I wasn't saying that you had to format as in the dos command format c:\ or what not. (I wasn't really sure what I was saying) But I think I was saying that if you create a partition using a program like fips or something similar to it, you have to have that partition set for a particular filesystem, like for example if I had a 2 gb partition with the fs ext3 but I wanted to have a fat32 partition I would simply have to delete the ext3 partition and more space would be re-allotted to the fat32 partition that already existed. Would that really change if your entire HD was set for ext2/ext3? I would assume you would have to do a dos format from a dos boot disk, or run some type of partition program that would change the fs to fat32 but that would basically be a "format?? But I don't know that for sure because all I have is RH installed on a 1.1gb partition and windoze and it's programs installed on a 3.2gb partition.
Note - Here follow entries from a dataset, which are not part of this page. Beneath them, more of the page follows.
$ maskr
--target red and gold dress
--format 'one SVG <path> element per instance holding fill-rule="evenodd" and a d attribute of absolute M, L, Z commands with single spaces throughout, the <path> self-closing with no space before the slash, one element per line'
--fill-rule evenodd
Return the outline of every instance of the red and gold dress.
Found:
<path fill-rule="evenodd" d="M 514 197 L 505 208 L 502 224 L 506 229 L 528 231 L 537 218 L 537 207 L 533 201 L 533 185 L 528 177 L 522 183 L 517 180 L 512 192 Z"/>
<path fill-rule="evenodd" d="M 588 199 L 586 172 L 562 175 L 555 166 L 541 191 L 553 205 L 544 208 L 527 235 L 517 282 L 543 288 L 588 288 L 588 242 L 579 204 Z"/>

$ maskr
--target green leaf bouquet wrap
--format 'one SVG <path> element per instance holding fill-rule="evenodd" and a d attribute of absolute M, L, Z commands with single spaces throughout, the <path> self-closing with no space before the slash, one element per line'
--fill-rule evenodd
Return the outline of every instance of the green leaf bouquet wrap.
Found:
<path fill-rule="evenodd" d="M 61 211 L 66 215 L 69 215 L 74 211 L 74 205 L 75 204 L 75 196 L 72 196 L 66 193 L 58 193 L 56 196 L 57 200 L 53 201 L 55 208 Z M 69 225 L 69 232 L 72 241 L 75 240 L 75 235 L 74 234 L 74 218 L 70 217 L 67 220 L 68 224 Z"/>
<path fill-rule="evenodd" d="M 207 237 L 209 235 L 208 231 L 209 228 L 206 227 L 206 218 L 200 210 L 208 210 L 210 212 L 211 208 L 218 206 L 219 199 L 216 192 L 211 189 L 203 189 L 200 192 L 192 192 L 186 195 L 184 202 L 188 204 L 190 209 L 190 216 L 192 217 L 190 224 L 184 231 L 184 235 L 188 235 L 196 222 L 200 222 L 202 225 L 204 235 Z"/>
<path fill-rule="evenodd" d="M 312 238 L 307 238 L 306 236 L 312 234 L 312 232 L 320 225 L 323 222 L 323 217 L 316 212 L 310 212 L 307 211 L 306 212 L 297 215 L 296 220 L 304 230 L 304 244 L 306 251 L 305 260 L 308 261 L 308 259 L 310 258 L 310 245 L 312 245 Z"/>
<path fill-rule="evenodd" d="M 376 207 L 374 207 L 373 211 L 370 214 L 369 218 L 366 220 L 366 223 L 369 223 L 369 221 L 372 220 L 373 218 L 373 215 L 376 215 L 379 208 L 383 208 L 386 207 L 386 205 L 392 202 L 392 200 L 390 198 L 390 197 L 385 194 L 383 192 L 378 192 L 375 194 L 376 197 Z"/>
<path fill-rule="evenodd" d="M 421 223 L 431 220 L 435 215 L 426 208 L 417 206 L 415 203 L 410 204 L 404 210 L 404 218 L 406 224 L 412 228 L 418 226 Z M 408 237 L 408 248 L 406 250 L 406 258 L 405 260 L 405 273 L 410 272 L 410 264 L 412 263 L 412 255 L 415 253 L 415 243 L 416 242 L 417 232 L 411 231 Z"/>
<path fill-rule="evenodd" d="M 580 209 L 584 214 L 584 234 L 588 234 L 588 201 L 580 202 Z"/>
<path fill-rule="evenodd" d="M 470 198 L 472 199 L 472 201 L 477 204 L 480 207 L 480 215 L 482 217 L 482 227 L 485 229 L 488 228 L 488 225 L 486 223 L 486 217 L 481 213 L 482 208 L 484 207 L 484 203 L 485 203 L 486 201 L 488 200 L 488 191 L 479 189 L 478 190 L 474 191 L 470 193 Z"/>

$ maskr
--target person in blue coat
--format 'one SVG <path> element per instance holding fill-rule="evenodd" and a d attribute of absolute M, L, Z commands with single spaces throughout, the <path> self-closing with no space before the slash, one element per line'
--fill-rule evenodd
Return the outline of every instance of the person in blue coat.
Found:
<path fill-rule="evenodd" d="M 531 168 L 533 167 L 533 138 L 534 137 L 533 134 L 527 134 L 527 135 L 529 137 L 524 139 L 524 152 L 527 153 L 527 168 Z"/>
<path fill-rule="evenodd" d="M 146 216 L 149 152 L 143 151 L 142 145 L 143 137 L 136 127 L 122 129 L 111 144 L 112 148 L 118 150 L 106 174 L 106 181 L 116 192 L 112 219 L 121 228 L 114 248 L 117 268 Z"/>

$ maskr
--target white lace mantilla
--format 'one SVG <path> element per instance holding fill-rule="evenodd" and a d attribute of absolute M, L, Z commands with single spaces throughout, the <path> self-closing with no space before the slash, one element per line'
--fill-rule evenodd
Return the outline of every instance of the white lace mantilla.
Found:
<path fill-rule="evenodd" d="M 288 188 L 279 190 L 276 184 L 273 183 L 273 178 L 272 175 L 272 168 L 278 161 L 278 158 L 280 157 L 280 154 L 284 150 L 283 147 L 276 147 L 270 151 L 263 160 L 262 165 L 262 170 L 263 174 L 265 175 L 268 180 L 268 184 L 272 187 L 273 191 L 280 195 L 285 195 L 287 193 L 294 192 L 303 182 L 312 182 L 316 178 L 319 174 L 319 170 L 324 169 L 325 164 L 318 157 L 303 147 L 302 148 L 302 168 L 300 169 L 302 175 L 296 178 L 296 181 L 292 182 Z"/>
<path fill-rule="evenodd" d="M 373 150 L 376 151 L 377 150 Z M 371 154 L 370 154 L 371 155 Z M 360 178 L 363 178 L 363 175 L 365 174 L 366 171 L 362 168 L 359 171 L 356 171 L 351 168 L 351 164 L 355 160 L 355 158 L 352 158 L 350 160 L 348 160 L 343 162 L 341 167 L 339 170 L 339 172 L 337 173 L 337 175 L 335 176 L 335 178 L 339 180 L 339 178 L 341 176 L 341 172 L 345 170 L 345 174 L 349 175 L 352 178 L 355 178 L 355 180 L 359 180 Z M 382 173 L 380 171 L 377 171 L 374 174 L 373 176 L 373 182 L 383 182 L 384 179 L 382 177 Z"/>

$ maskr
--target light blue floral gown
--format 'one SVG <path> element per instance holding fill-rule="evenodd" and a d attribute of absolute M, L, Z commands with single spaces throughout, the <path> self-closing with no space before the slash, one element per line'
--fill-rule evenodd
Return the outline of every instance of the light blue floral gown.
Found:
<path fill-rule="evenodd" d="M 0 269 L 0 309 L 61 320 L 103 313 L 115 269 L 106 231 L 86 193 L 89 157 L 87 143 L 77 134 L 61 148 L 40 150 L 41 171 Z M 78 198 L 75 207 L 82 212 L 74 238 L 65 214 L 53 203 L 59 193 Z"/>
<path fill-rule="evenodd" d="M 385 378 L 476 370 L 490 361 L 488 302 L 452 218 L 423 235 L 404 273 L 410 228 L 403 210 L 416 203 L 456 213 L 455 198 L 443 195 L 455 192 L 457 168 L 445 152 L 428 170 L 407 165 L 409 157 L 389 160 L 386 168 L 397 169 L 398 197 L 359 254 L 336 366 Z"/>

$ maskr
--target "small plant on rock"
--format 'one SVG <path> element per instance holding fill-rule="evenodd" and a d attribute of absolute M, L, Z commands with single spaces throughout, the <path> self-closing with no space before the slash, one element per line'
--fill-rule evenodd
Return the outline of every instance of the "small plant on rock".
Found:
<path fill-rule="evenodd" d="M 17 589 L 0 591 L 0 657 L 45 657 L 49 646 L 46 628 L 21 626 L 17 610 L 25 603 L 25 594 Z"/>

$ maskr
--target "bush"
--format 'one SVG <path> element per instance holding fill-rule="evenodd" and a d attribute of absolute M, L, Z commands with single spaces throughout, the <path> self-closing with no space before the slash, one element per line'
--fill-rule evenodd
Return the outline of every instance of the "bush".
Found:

please forgive me if this is totally inaccurate, because I only have a limited knowledge of HDs..
Oh, and one other thing, how could a piece of software change the architecture of a piece of hardware, if I run linux it isn't going to change the architecture of my processor. If it was changing the architecture of a HD wouldn't it be changing cylinder/head numbers, etc, and I highly doubt a home user could do that without some sort of specialized machine...
Last edited by justiceisblind; 04-13-2002 at 12:39 AM.